O mau desempenho traz consequências para a população e sobrecarrega o sistema de saúde. De acordo com a Organização Mundial da Saúde (OMS), cada dólar investido em água e saneamento resulta em uma economia de 4,3 dólares em saúde.

Para o diretor da Abcon, o novo marco legal possui três novos pilares: competição, qualidade de regulação e prestação regionalizada. "O ponto principal de mudança realmente é abrir um espaço de competição entre públicas e privadas. A empresa pública que quiser prestar serviço terá que ser mais competitiva que seu concorrente. Será preciso melhorar o serviço e mostrar uma capacidade de investimento e ter uma tarifa adequada", afirma.

Soares Neto ressalta que, do total de investimentos feitos no país em saneamento, 20% vem do setor privado, ainda que ele esteja presente em apenas 6% dos municípios. "O investimento é muito maior proporcionalmente'.

Regulação centralizada

A Agência Nacional de Águas (ANA), hoje responsável por regular o acesso e o uso dos recursos hídricos, passará, segundo o novo marco legal, a desempenhar o papel de reguladora do setor de saneamento básico. Caberá à agência estabelecer padrões de qualidade, padronizar metas do setor e determinar tarifas. “Hoje temos 50 agências reguladoras no setor de saneamento no país, sem uma harmonia. É confuso para o setor de infraestrutura. O investidor que vem de fora se pergunta: qual a regra de regulação que tenho que seguir? Fica difícil de entender”, diz Soares Neto.

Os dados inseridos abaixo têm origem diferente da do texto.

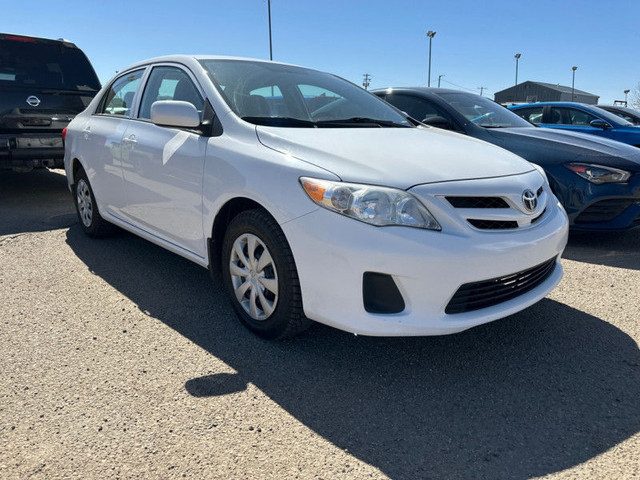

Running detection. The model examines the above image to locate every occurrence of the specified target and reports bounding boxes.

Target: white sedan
[64,55,568,339]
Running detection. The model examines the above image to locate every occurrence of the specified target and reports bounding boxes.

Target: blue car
[509,102,640,147]
[374,88,640,230]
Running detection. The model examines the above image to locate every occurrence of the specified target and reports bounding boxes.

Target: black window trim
[134,62,207,125]
[94,67,148,119]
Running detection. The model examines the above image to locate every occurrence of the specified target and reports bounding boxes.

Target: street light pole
[438,74,445,88]
[571,66,577,102]
[268,0,273,61]
[427,30,436,87]
[624,89,630,106]
[514,53,521,102]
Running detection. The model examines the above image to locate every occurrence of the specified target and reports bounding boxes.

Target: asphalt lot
[1,168,639,480]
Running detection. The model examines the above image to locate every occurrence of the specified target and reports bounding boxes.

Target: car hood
[485,127,640,170]
[256,126,535,189]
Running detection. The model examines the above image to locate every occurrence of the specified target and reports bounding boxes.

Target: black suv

O diretor da ABES, Alceu Bittencourt, pondera que apesar de ser interessante colocar uma agência federal para atuar no setor, ela ainda não tem capacidade de operar os serviços. "Hoje você possui nos Estados agências reguladoras que já acumularam experiência, possui uma regulação que avançou muito. Como a maior parte da operação é regionalizada, há subsídio cruzado que permite operar em cidades pequenas.Não precisa começar do nada. Colocar a ANA é uma boa proposta, mas colocá-la assim é uma operação autoritária", afirma Bittencourt.

Na avaliação do diretor da ABES, extinguir os “contratos de programa” - sem concorrência e fechados diretamente entre os titulares dos serviços e as concessionárias- também é polêmico. “Poderiam aumentar a força do privado sim, mas sem desmontar as companhias públicas existentes, combinar público e privado, fazer subconcessões. Muitos contratos precisam definir melhor as metas, mas acho que deveria ser uma opção dos municípios abrir ou não para licitação, mas continuar evoluindo na regulação de todos”, explica.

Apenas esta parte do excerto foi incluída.